Day before yesterday, I wrote to you from the curious and most ancient town of Ario, but did not tell you all I might, for lack of time. The city stands upon the verge of the highlands, the Tierra Fria. When the Spaniards founded it, several centuries ago, they placed it, with strategic judgment, at that point which would enable it to command the several trails which here descend to the lowland hot country and lead on to the Pacific. They placed it on a sloping hillside, as was their wont, the better to insure more perfect drainage, for, in those days, the sanitary engineers of old Spain knew better how to assure healthful cities than did the more barbarous English and the less civilized peoples of North Europe.
The streets of Ario, including every alleyway, are paved with sharp, flat stones, set on edge, wedged fast, the pavement running from wall to wall with a low stone gutter in the middle, into which open all the drains from the houses on either side. Along these central gutters are turned streams of ceaselessly flowing water, keeping the city constantly clean. This same sort of street paving and drainage prevails wherever possible in every Mexican city. To every town of consideration, water is carried, anciently, by substantial and often costly aqueducts; modernly, through pipe lines carefully laid. During the centuries of Spanish dominion these towns and cities have enjoyed a supply of water, pure, abundant and free to the poorest inhabitant. There are no water rates in Mexico. Water is regarded as one of the gifts of God to which every man and beast has an inalienable right. To charge for it, would be regarded as indecent and criminal. At the Rancho Tejemanil, I offered a boy a centavo for bringing me a cup of cold water. He refused to take the coin and let it drop upon the ground, rather than disgrace himself by so much as touching it. He turned away, the coin lying where it fell. I apologized to the master of the house for having done such a thing as offer money for a drink of water. He answered, saying, “Si, Si Señor!” “Water is indeed a gift of God, for which no man should be asked to pay.”

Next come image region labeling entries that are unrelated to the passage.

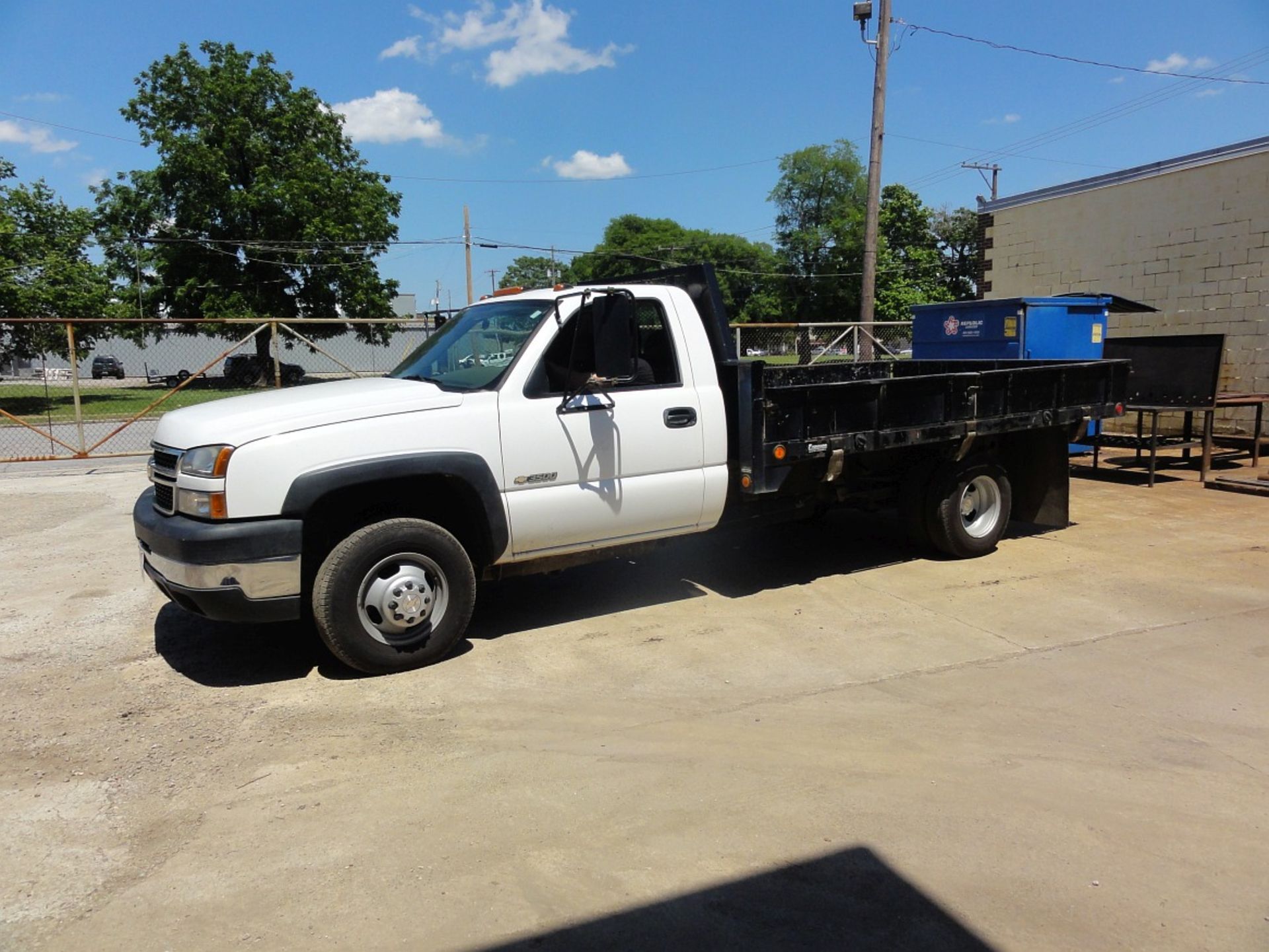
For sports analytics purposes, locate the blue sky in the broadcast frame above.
[0,0,1269,305]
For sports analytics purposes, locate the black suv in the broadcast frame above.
[225,353,305,386]
[93,357,123,381]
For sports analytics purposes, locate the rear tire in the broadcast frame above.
[928,461,1013,559]
[312,519,476,675]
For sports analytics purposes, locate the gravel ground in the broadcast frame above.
[0,461,1269,951]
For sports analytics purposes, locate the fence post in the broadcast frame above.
[269,320,282,390]
[63,320,87,457]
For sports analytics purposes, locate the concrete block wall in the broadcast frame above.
[982,152,1269,432]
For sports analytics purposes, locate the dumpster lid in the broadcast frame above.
[1057,290,1159,314]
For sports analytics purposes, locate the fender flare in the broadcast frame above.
[282,451,512,562]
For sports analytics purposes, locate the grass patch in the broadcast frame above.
[0,383,259,426]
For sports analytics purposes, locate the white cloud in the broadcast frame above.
[379,36,422,59]
[1146,54,1215,72]
[0,119,79,152]
[14,92,67,102]
[410,0,633,89]
[1146,54,1189,72]
[331,87,452,146]
[542,148,634,179]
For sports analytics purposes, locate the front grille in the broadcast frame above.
[155,483,175,516]
[153,446,180,473]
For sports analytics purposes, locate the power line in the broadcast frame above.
[0,109,141,146]
[888,132,1119,170]
[383,156,782,185]
[907,47,1269,186]
[0,110,781,185]
[892,18,1269,86]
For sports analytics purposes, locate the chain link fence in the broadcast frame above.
[0,312,911,462]
[731,320,912,364]
[0,318,457,462]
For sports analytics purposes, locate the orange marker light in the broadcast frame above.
[207,493,229,519]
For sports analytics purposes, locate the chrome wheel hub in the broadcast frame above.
[357,553,449,645]
[960,476,1001,538]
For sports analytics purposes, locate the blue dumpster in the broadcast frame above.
[912,294,1156,453]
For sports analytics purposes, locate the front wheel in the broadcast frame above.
[928,462,1013,559]
[312,519,476,675]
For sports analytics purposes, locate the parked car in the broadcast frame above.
[134,265,1128,673]
[225,353,305,386]
[141,364,189,386]
[93,356,124,381]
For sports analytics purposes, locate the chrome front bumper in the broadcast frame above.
[141,545,299,599]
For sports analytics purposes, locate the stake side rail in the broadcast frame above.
[734,360,1130,494]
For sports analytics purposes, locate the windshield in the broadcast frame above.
[389,299,555,390]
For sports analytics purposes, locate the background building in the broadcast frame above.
[978,137,1269,432]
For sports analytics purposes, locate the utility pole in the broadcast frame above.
[855,0,890,360]
[960,163,1000,201]
[463,205,472,305]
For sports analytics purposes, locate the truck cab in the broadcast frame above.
[135,279,728,671]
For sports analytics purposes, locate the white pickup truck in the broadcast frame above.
[134,265,1128,673]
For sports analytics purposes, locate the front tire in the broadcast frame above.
[927,462,1014,559]
[312,519,476,675]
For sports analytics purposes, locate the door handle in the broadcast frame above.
[661,407,697,429]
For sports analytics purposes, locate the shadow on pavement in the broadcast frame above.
[488,847,991,952]
[155,602,364,687]
[468,512,915,639]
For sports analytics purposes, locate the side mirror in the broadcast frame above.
[592,294,638,379]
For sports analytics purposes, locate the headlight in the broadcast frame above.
[176,490,229,519]
[180,446,233,476]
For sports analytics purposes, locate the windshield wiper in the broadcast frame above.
[397,374,463,392]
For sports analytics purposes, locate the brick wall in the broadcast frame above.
[981,152,1269,431]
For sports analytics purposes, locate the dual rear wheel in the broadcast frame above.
[902,460,1013,559]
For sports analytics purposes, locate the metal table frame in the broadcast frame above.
[1084,393,1269,487]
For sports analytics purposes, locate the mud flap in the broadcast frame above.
[1000,427,1071,529]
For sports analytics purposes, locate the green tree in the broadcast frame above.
[876,185,952,320]
[768,139,868,320]
[0,159,113,363]
[931,208,978,301]
[95,42,401,353]
[572,214,781,320]
[498,255,572,288]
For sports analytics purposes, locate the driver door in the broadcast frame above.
[499,299,705,559]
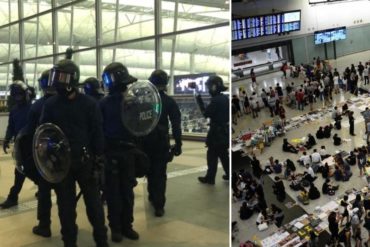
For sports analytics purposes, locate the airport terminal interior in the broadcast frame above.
[0,0,231,247]
[231,0,370,247]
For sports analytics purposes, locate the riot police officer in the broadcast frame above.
[40,56,108,247]
[83,77,104,101]
[27,70,56,237]
[143,70,182,217]
[0,59,33,209]
[196,76,229,185]
[100,62,139,242]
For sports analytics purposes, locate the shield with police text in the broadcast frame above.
[121,81,162,136]
[33,123,71,183]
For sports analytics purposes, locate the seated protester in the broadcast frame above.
[311,149,321,172]
[316,127,325,139]
[298,151,311,166]
[321,178,339,196]
[334,166,344,181]
[284,159,296,179]
[319,146,330,160]
[239,202,253,220]
[321,163,333,178]
[345,149,356,166]
[271,204,284,227]
[297,187,310,205]
[283,138,298,154]
[333,134,342,146]
[304,134,316,149]
[324,124,333,138]
[272,160,283,174]
[256,210,269,226]
[308,183,320,200]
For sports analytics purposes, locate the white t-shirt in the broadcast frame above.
[311,152,321,163]
[299,154,311,165]
[307,166,315,178]
[319,149,328,156]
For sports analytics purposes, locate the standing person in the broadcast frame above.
[99,62,139,243]
[0,59,32,209]
[279,104,286,127]
[357,62,365,81]
[83,77,104,101]
[196,76,229,185]
[272,176,286,202]
[296,89,304,111]
[348,111,356,136]
[261,88,269,108]
[144,70,182,217]
[271,203,284,228]
[27,70,56,237]
[40,54,108,247]
[328,211,339,246]
[250,69,257,88]
[231,94,241,117]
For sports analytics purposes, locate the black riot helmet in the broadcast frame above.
[206,75,227,96]
[148,69,169,86]
[49,48,80,92]
[102,62,137,93]
[38,69,55,94]
[83,77,104,96]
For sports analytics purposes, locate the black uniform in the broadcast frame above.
[100,92,137,233]
[143,91,181,209]
[40,92,107,246]
[199,94,229,183]
[0,102,31,205]
[27,94,52,232]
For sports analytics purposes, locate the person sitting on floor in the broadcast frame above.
[308,183,320,200]
[322,178,339,196]
[319,146,330,160]
[333,133,342,146]
[272,160,283,174]
[321,163,333,178]
[297,187,310,205]
[345,149,357,166]
[283,138,298,154]
[304,134,316,149]
[324,124,333,138]
[239,202,253,220]
[316,127,324,139]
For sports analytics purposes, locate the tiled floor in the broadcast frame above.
[232,51,370,247]
[0,142,229,247]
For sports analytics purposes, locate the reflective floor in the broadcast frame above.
[0,141,229,247]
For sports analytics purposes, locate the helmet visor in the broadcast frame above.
[49,69,74,86]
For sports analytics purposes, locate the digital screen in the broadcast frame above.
[314,27,346,45]
[232,10,301,40]
[173,73,215,94]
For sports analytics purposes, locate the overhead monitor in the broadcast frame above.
[232,10,301,41]
[314,27,346,45]
[174,73,215,95]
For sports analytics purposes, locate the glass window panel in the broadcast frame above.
[161,26,230,83]
[58,1,96,51]
[101,0,154,44]
[24,13,53,58]
[101,40,155,80]
[0,0,18,25]
[22,0,51,17]
[161,0,230,33]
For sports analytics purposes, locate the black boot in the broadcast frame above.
[122,228,139,240]
[32,224,51,238]
[0,197,18,209]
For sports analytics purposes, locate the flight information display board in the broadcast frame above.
[314,27,346,45]
[232,10,301,41]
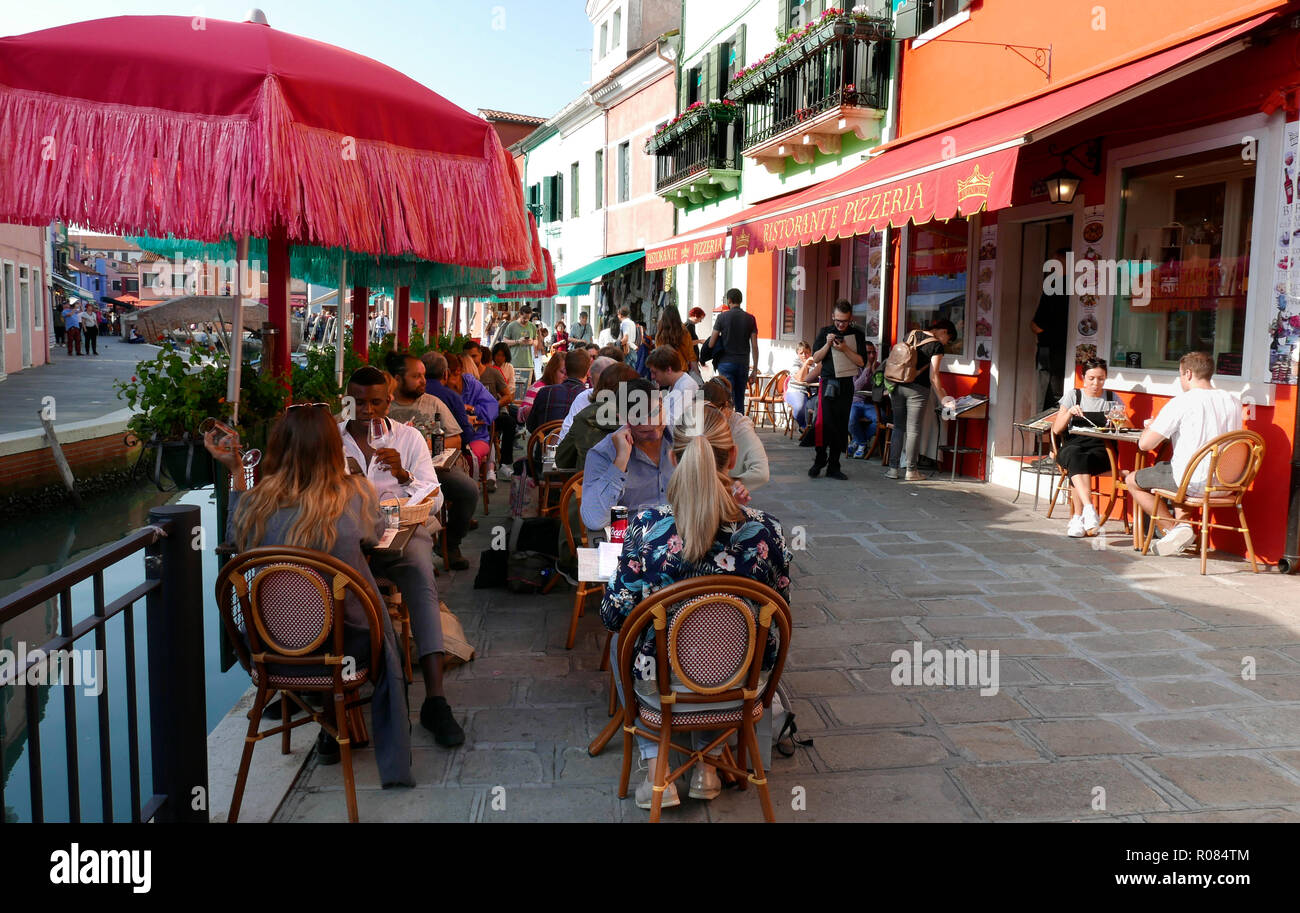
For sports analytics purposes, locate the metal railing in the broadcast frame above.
[729,25,889,150]
[0,505,208,823]
[653,116,740,191]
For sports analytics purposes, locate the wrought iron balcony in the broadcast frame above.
[646,103,740,207]
[727,14,893,173]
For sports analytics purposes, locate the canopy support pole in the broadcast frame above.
[334,256,350,390]
[352,285,371,362]
[394,285,411,352]
[266,225,294,382]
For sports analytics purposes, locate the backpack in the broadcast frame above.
[885,330,935,384]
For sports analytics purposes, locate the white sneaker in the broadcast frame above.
[1154,523,1196,558]
[686,763,723,801]
[637,776,681,809]
[1083,505,1101,536]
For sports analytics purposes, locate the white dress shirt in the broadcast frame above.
[338,419,443,511]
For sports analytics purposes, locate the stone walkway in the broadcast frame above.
[274,432,1300,822]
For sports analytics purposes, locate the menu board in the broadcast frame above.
[1070,205,1106,364]
[1269,121,1300,384]
[975,225,997,362]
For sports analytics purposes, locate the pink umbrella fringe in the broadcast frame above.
[0,77,534,271]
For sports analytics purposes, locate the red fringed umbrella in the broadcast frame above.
[0,16,533,271]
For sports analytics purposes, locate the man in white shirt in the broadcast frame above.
[338,365,465,748]
[1125,352,1242,555]
[646,346,703,428]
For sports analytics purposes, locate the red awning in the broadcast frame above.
[646,13,1274,269]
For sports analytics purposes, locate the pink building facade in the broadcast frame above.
[0,225,52,380]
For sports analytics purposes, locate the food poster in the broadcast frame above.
[1066,205,1102,367]
[1269,121,1300,384]
[975,225,997,362]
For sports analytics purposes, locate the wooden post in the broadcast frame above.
[36,410,82,507]
[352,285,371,362]
[394,285,411,352]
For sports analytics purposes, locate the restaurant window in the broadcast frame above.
[777,247,807,339]
[1112,146,1255,377]
[0,263,18,333]
[904,218,970,355]
[850,232,884,339]
[619,142,632,203]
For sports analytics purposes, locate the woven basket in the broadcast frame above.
[380,494,433,527]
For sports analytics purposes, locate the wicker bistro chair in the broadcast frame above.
[1141,429,1265,575]
[216,545,384,823]
[757,371,790,430]
[616,574,790,822]
[1048,432,1132,532]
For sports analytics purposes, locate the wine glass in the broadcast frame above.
[365,419,389,450]
[199,416,261,470]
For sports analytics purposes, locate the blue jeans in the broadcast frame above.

Although Ario is in the neighborhood of extensive forests of pine and oak, yet all the buildings are constructed of stone and cement, mortar and adoby sun-dried brick. Indeed, I have seen no wooden buildings in Mexico. Consequently, there pervades Mexican cities, towns and even villages an air of substantial solidity, quite lacking in American wooden towns.
THE AUTHOR—PLAZA GRANDE—ARIO
We brought letters to the Jefe Politico, Señor Don Louis Salchaga, the despot of the county and governor of the iron hand. He was of large physique; tall, broad-shouldered, firmly knit, with strong, square chin and commanding eye. His hair was gray almost to whiteness; and a sweeping mustache, re-enforced the general impressiveness of his countenance. He was clad in a linen undress military uniform. He greeted us with courtly Spanish graciousness. He lives in a two-storied stone house at the intersection of two streets, one of which leads from the plaza. Entering through a narrow doorway, at the side, we found ourselves in a small, cement-paved room, whose stone walls perhaps, in years gone by, were white with lime. Don Louis sat at a table scrutinizing papers handed him by a dark-faced youth, who stood at his side. As we entered he hastily signed them, pushed them toward the clerk and rose to greet us. We learned afterwards what the documents were, one of them a decree settling a lawsuit, the other an order that a prisoner be transferred from one jail to another some miles distant. Such an order is equivalent to a death warrant in this land of the iron hand. On the way, the prisoner is said to have “tried to escape.” Necessarily they have been forced to shoot him. He is buried where he falls.
Don Louis pressed us to dine with him that evening at seven o’clock, having first politely inquired of my Spanish-speaking friends whether “El Señor de Estados Unidos tiene dinero?” (Does the gentleman from the United States possess money?) My friends replied, “Si, Si, Señor, mucho dinero,” (“Yes, yes, sir, much money;”) so we were asked to dine! Probably, of all people upon this planet none are more expert in extracting the dinero from the American pocket than are the gracious Latins of the south. If you have money, the laws open wide their gates, and all government officials pat you on the back, meanwhile filching just a little from your unsuspecting pocket. Even the Padre and the Archbishop, for the proper toll of gold, will shove you through the quicker to the gates of Paradise.